Since LC is a specific example of a post-viral fatigue syndrome that develops from a specific triggering virus and has a symptom profile and clinical case definition very similar to ME/CFS, the collective term that has been given to post-viral fatigue syndromes from multiple triggers, we compared the LC dataset with an ME/CFS dataset we had derived earlier using the same mass spectrometry approach, re-analysing the dataset with the same statistical parameters used in the current study. Data from supplementary Table S4 in the ME/CFS proteomic study ²⁹ that listed all identified differentially regulated proteins was filtered to give the same stringency (p-value and fold change) as was used in this LC study. With these parameters there were ~ 2-fold more differentially regulated proteins (346) compared with the LC data set (162) and thereby a somewhat more complex pattern in their clustering patterns (compare Fig. 3 to Fig. 2). Cluster analysis from the ME/CFS data set (Fig. 3) identified two separate clusters related to the immune system and its processes, a large cluster related to gene expression/metabolism, and two smaller clusters related to mitochondrial energy production, and vesicle mediated transport as the LC data set.

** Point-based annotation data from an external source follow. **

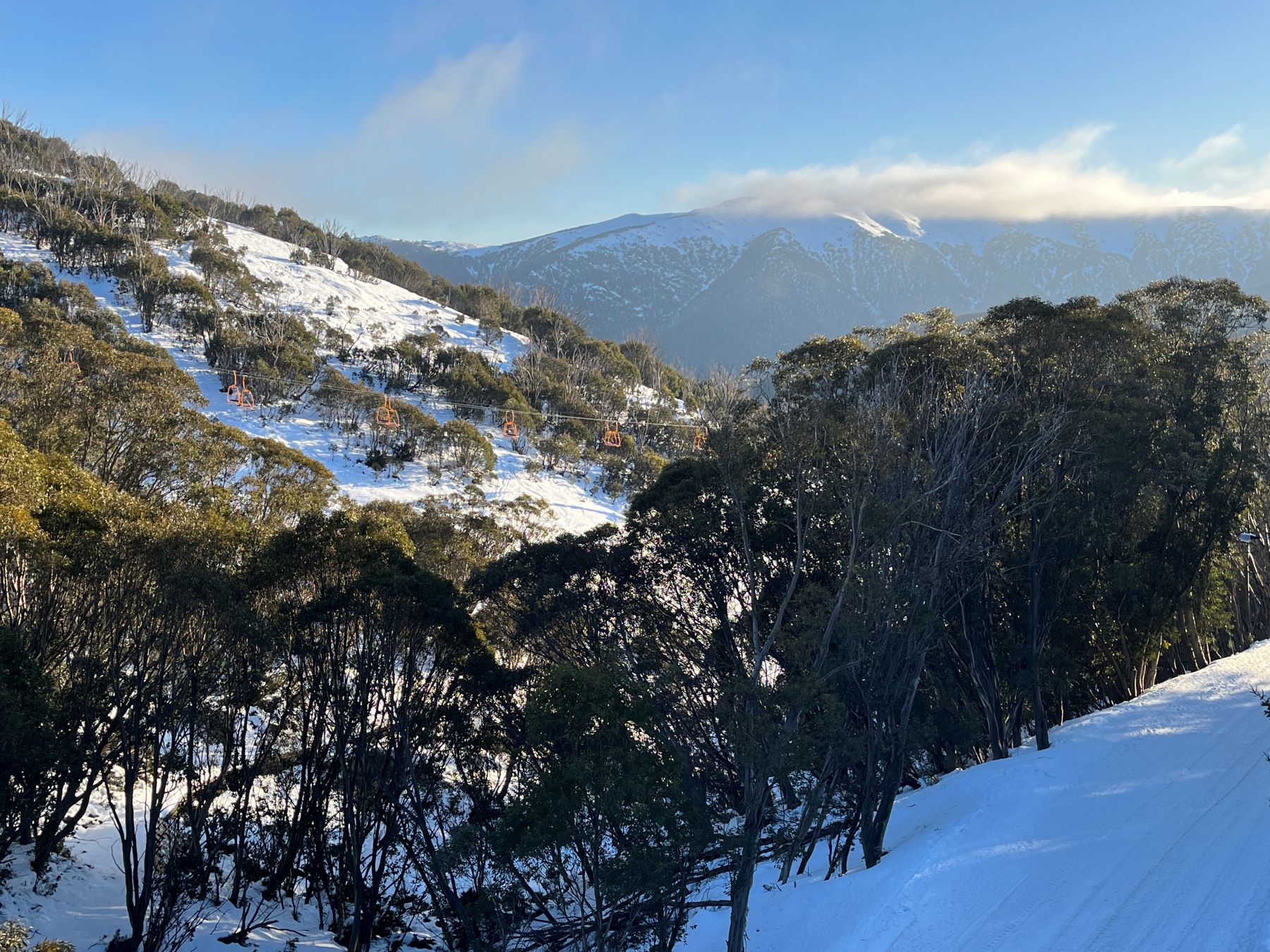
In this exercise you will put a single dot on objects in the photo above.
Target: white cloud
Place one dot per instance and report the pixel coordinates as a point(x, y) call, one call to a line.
point(425, 160)
point(1058, 179)
point(456, 92)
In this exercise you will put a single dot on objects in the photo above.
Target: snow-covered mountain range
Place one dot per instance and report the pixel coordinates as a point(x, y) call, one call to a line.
point(723, 285)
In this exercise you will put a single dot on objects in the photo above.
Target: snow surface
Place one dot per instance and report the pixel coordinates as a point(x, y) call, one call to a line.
point(1144, 826)
point(373, 314)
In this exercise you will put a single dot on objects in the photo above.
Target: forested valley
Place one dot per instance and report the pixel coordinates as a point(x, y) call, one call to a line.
point(892, 555)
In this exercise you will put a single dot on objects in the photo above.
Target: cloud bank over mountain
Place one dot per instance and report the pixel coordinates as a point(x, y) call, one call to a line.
point(1057, 179)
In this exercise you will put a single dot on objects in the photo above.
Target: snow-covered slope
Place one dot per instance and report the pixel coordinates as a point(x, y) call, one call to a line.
point(370, 312)
point(1144, 826)
point(725, 283)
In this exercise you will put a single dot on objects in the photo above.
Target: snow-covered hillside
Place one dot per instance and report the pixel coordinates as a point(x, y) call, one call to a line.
point(727, 283)
point(1144, 826)
point(371, 314)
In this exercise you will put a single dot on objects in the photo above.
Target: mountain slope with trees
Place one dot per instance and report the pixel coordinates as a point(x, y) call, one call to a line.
point(895, 554)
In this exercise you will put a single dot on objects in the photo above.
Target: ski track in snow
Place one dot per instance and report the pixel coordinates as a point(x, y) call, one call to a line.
point(382, 312)
point(1143, 826)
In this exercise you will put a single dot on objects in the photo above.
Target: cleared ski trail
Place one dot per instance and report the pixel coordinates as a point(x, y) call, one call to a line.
point(1144, 826)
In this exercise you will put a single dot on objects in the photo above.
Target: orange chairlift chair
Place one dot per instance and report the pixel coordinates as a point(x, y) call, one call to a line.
point(612, 438)
point(387, 414)
point(241, 393)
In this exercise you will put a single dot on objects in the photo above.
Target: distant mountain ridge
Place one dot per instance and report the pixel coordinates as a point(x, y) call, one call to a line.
point(722, 286)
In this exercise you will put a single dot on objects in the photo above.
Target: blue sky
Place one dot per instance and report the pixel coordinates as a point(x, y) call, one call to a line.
point(495, 121)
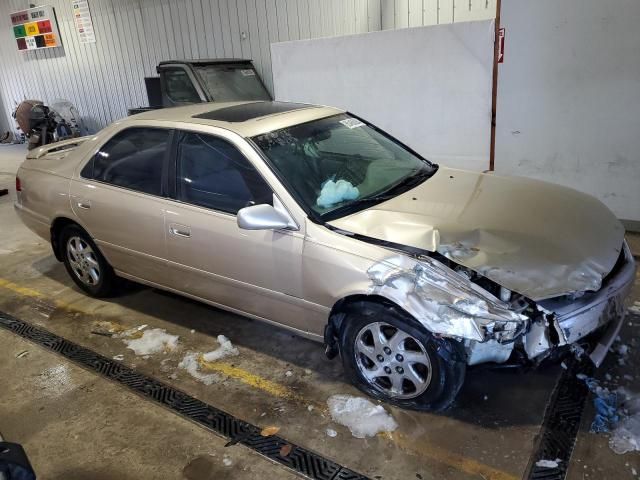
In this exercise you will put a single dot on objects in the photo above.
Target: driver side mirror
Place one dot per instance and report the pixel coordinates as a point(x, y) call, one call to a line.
point(264, 217)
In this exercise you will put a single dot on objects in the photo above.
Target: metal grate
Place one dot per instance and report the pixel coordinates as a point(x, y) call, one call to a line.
point(300, 460)
point(561, 424)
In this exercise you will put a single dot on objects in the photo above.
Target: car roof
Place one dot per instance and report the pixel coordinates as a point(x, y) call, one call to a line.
point(247, 119)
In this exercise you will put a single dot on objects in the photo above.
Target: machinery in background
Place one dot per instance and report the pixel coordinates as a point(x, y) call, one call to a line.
point(43, 125)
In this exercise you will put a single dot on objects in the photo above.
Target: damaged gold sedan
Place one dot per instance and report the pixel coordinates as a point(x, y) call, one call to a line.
point(315, 220)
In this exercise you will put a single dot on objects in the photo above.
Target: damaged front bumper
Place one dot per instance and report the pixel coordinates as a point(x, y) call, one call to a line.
point(574, 320)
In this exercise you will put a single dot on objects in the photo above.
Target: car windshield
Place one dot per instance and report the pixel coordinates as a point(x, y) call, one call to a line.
point(229, 83)
point(340, 164)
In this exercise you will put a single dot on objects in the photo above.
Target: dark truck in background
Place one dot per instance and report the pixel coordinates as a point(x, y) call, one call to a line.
point(184, 82)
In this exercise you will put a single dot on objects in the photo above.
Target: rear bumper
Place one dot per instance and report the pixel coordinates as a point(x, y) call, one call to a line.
point(605, 308)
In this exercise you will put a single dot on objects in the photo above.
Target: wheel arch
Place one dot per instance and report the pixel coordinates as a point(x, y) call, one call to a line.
point(58, 224)
point(342, 307)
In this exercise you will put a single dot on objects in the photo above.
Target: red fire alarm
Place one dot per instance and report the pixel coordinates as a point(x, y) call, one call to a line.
point(501, 45)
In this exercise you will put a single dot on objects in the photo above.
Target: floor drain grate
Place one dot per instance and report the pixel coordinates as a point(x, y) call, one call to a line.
point(300, 460)
point(561, 424)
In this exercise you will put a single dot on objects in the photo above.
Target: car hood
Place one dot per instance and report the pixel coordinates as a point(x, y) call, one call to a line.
point(538, 239)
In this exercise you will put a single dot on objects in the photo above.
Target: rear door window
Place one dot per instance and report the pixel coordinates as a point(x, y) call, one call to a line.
point(132, 159)
point(212, 173)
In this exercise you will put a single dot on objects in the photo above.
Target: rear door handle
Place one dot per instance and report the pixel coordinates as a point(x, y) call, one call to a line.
point(180, 230)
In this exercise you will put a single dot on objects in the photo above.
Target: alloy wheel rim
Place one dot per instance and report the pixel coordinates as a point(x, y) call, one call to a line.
point(392, 361)
point(83, 261)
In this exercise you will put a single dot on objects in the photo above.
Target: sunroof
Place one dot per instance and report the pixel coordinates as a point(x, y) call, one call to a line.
point(249, 111)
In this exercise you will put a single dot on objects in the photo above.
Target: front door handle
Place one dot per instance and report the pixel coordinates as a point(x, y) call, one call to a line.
point(180, 230)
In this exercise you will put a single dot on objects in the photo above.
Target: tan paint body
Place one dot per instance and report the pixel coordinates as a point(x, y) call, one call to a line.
point(526, 235)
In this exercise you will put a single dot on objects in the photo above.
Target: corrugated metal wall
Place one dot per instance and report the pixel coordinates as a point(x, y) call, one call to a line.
point(105, 78)
point(416, 13)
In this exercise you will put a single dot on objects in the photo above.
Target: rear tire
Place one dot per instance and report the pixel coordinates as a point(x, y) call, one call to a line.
point(388, 355)
point(84, 262)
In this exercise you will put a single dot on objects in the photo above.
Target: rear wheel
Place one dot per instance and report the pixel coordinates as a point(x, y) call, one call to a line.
point(390, 356)
point(84, 262)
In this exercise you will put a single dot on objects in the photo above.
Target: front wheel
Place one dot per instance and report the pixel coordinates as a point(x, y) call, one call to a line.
point(84, 262)
point(390, 356)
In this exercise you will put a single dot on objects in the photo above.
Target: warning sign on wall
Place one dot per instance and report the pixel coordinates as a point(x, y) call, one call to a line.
point(35, 28)
point(83, 22)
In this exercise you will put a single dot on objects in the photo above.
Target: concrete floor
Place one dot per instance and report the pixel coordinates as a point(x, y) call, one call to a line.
point(75, 424)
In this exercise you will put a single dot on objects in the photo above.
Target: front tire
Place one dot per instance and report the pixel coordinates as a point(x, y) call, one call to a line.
point(387, 354)
point(84, 262)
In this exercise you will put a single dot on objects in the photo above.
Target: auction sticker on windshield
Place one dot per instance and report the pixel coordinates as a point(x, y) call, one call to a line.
point(351, 122)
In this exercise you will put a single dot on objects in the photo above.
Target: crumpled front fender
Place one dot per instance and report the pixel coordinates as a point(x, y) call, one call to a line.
point(445, 302)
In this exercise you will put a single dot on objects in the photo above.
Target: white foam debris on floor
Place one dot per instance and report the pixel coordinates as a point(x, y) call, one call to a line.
point(548, 463)
point(225, 349)
point(625, 437)
point(190, 364)
point(152, 341)
point(55, 381)
point(362, 417)
point(129, 332)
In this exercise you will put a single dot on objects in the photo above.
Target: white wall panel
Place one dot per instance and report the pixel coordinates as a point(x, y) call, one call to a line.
point(568, 97)
point(440, 107)
point(416, 13)
point(105, 78)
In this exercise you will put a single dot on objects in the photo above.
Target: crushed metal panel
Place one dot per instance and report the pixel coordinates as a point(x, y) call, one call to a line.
point(489, 351)
point(444, 302)
point(535, 238)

Of the 34 Reactome categories enriched in the LC data, 22 were also enriched in our earlier ME/CFS data, whereas of the 32 enriched KEGG pathways in the LC data, five were also enriched in ME/CFS (Fig. 4). This highlights pathways that are similarly affected while showing there are distinctions.

A feature of the original ME/CFS study had been the number of differentially regulated mitochondrial proteins. A search of the LC dataset for significantly differentially regulated mitochondrial proteins identified 21 that were involved in mitochondrial metabolism, translation, dynamics, and oxidative phosphorylation. Of the 54 differentially regulated mitochondrial proteins identified in the ME/CFS data set, 14 formed a cluster in the string analysis here (Fig. 3E), whereas there was no cluster with at least 10 proteins in the LC string analysis from the 21 mitochondrial proteins identified. Thirty-five of the differentially regulated mitochondrial proteins in the ME/CFS dataset were detected in the 3131-protein spectral library used to analyse the LC data set. Despite the fewer differentially regulated proteins in the LC dataset 17 of these had very similar fold changes in both LC and ME/CFS datasets (supplementary Table S6), despite only some meeting the statistical criteria for significance, with the others trending towards significance. This may reflect a wider variation among the LC patient in the levels of differential regulation among some of the mitochondrial proteins.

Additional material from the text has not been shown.